Let $\mathbf{\alpha} = \overline{10}$
Let $Z$ be the 4-ary linear code with generator matrix $\ G= \left[ {\begin{array}{cccccc} 1 & 0 & 0 & 1 & \alpha & \alpha\\ 0 & 1 & 0 & \alpha & 1 & \alpha\\ 0 & 0 & 1 & \alpha & \alpha & 1\\ \end{array} } \right] $
Now, I want to show that $W_Z(x,y) = x^6 + 3f(x,y)$, where f(x,y) is a polynomial with integer coefficients.

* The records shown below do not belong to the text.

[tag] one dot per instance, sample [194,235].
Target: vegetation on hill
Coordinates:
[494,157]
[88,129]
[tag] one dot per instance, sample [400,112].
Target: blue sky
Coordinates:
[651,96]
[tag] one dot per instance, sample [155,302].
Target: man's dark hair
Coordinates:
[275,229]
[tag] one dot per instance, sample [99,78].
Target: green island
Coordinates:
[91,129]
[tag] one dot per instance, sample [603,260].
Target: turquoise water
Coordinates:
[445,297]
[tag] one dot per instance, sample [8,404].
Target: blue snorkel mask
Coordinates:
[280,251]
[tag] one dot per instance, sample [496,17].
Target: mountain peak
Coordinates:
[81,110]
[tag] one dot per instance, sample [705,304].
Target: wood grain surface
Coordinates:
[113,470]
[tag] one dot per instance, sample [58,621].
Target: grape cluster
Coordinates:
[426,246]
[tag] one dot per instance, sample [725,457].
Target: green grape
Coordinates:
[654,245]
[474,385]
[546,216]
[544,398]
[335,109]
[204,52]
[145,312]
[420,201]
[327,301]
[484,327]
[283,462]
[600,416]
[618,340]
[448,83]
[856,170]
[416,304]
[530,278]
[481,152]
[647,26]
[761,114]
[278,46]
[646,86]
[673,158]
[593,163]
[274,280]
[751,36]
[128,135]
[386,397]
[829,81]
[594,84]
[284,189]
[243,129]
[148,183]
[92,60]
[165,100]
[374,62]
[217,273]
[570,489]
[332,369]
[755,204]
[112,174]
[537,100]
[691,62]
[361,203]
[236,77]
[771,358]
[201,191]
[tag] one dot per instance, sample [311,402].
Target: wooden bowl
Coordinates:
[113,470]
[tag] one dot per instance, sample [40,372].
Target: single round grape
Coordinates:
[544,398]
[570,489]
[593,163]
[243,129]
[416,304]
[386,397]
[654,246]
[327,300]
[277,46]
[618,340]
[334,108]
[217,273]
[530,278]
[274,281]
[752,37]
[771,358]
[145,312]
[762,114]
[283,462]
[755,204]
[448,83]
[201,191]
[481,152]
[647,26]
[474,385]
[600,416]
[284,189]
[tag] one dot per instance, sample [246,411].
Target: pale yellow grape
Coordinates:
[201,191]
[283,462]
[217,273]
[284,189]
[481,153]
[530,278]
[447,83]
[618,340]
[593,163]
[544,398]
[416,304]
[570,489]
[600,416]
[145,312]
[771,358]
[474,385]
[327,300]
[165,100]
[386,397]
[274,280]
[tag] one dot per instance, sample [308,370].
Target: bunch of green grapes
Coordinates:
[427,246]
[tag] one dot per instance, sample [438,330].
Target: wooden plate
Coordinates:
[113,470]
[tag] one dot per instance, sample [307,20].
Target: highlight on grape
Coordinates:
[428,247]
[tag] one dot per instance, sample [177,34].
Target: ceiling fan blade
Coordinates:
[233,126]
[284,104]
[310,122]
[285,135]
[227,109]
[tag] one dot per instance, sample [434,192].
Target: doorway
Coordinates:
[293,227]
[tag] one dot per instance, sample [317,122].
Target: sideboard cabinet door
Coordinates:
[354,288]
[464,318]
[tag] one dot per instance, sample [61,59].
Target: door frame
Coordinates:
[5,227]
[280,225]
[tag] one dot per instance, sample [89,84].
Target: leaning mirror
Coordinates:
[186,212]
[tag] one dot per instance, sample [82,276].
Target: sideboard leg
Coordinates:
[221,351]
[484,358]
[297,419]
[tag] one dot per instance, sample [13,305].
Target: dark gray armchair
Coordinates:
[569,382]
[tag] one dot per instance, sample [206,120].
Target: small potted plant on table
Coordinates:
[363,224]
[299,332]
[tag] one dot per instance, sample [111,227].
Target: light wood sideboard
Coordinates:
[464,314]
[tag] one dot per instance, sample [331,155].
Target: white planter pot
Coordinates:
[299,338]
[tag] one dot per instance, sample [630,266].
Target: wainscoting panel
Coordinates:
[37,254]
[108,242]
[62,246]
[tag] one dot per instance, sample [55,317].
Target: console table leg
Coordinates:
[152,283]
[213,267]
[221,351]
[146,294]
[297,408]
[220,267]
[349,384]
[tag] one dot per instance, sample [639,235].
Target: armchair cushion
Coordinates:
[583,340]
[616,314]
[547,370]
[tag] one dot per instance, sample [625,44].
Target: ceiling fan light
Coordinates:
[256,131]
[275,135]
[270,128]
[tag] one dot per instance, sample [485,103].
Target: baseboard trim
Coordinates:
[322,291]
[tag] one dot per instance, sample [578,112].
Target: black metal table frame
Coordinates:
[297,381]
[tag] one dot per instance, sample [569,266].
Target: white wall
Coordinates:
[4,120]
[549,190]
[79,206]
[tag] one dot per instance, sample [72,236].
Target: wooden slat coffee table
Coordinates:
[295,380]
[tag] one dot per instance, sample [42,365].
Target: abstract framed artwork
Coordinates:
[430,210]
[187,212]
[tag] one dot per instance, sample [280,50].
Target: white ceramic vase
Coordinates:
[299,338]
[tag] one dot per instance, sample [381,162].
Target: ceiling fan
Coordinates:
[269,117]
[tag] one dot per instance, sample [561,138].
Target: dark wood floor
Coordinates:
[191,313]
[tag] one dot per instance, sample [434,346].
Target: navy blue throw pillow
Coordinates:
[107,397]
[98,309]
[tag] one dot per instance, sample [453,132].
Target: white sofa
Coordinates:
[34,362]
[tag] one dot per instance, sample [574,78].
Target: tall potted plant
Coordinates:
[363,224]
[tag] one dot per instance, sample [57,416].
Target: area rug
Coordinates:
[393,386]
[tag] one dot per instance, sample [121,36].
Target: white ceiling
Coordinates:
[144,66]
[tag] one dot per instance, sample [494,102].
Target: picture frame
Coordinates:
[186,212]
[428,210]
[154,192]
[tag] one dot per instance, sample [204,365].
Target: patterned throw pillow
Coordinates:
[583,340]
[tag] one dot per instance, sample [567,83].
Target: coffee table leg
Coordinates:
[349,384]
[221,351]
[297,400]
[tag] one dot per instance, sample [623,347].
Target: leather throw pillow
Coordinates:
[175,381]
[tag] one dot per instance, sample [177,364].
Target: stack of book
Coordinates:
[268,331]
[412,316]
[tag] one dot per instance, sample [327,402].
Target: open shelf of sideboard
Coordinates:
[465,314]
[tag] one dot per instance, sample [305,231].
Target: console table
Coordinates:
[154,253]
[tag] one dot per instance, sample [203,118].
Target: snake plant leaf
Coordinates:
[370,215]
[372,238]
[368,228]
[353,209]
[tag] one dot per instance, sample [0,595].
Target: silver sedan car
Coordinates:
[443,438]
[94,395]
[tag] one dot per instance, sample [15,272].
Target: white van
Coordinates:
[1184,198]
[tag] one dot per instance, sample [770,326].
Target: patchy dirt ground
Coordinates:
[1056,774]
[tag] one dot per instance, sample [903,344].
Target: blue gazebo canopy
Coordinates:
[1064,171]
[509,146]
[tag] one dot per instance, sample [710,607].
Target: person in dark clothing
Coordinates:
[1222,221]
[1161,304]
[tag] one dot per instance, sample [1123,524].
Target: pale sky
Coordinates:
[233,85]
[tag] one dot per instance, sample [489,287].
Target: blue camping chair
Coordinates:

Now, I know $W_Z(x,y) = \sum_{\mathbf{z} \in Z} x^{(n - w(\mathbf{z}))}y^{w(\mathbf{z})}$, where $w(\mathbf{z})$ is the weight of a codevector $\mathbf{z} \in Z$.
Now,I know tht the $x^6$ term comes from there being one codevector with weight $\mathbf{0}$, so the problem is reduced to showing that for all $ i = 1,...,6$ , the number of codevectors $ \in Z$ of weight $i$ is divisible by 3. This is where I'm stuck; any help would be appreciated!
Hint: If $\bf{z}$ is a codeword, then $\alpha\bf{z}$ and $\alpha^2\bf{z}$ are codewords of the same Hamming weight. They differ from each other unless _____ (you fill in the blank).